A Publicidade e o Neandertal

  1. A publicidade e o neandertal




A publicidade é a melhor ciência social contemporânea. Sei, dizer isso dessa forma é um exagero. Mas nem tanto. Em se tratando de exposição do comportamento contemporâneo, para além das bobagens corretinhas que animam as almas inteligentinhas, o cinema e a tevê estão aquém da publicidade.

Muito do cinema, das telenovelas e dos talk shows hoje em dia é feito para agradar a sensibilidade brega do politicamente correto. A publicidade revela (e, mesmo sem querer, ridiculariza) o fracasso de toda forma de “comportamento crítico”. Tudo não passa de modinha para vender cartão de crédito para gente “crítica”. Quer ver? Só mais um minutinho.

Antes, vejamos um autor que serve bem para iluminar o ridículo das “modinhas críticas”. Entre os autores da tradição marxista, Theodor Adorno (1903-69) me parece, sem dúvida, o maior. Talvez, antes de tudo, porque não embarcou nos delírios metafísicos rousseaunianos do velho Marx.
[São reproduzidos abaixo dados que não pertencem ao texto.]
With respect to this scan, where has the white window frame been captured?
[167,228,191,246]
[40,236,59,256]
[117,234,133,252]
Sua Dialética Negativa mostra como qualquer forma de crítica ao sistema de produção de mercadorias se transforma num produto, mesmo que supostamente “crítico”. Delírios rousseaunianos, além de todos os defeitos de um delírio, trazem consigo outro dano: a vaidade de achar que encontramos a solução para o mundo.

Meu encontro com Adorno se deu no mestrado, através de seu conhecido Minima Moralia, uma análise devastadora da alma americana. Outro título, menos conhecido, mas que para mim foi essencial, é seu Kierkegaard.

Claro que suas análises da indústria cultural, em parceria ou não com Max Horkheimer (1895-1973), são um clássico na formação de qualquer um que queira entender o mundo atual. Seu O Ensaio como Forma marcou muito minha opção estilística, assim como sua análise da coluna de astrologia do Los Angeles Times (The Stars Down to Earth, na edição da Routledge londrina) cunhou minha percepção da estupidez traduzida em pseudoespiritualidade na cultura contemporânea.

Agora, imagine um cara com coque samurai e barba hipster num elevador indo para uma piscina de um hotel. Imagine uma mina gostosa com cabelo assanhado e look radical na mesma situação. Em seguida, imagine os dois, à noite, no mesmo elevador. Ele, agora, com paletó social “casual”, e ela com uma casaco chique descolado com cara de caro. Os dois sorriem um para o outro. Você pensa: ele vai pegar a mina.

O comercial fala de um site chamado Trivago, que te leva para hotéis que saem mais barato do que se você fizer a busca de outra forma. A ferramenta faz comparações de preços e assim dá mais informações sobre os diferentes preços e ofertas do mercado hoteleiro.

No comercial, ela pagou mais barato pelo mesmo hotel porque usou o Trivago. O negócio funciona, o que importa para quem quer consumir hotéis e pronto. Mas o comportamento contemporâneo que ele revela vai além da intenção pura da venda.

Aqui está seu caráter de ferramenta de conhecimento do mundo da mercadoria disfarçado de revolucionário: eles são “radicais”, mas, no fundo, não passam de um casal em busca de amor, sexo e preços mais em conta. Ou seja, o que todo mundo quer, mesmo que brinque de “radical”. Esses radicais também têm um lugar ao sol que os acolhe. O look é apenas uma afetação de estilo para alguém que só quer pagar mais barato o hotel.

Num segundo comercial, o casal já está junto, e ela procura um hotel para eles irem. Na última cena, ele a carrega no colo andando pelo corredor de um hotel. E ela, em seu colo, parece se sentir a mulher mais bem cuidada do mundo.

Vendo uma “mina” dessa, você pode jurar que ela seria aquele tipo de garota que tem opiniões fortes sobre a opressão das mulheres e de como as gerações anteriores a ela eram caretas e dominadas. Vendo um cara como esse, você imaginaria o tipo de frouxinho contemporâneo revolucionário sensível.

No fim, ela sonha com um cara “de verdade”, que a proteja e seja seguro e forte (para carregá-la), e ele sonha com uma “mina” gostosa que goze com sua força. Um neandertal entenderia a mensagem.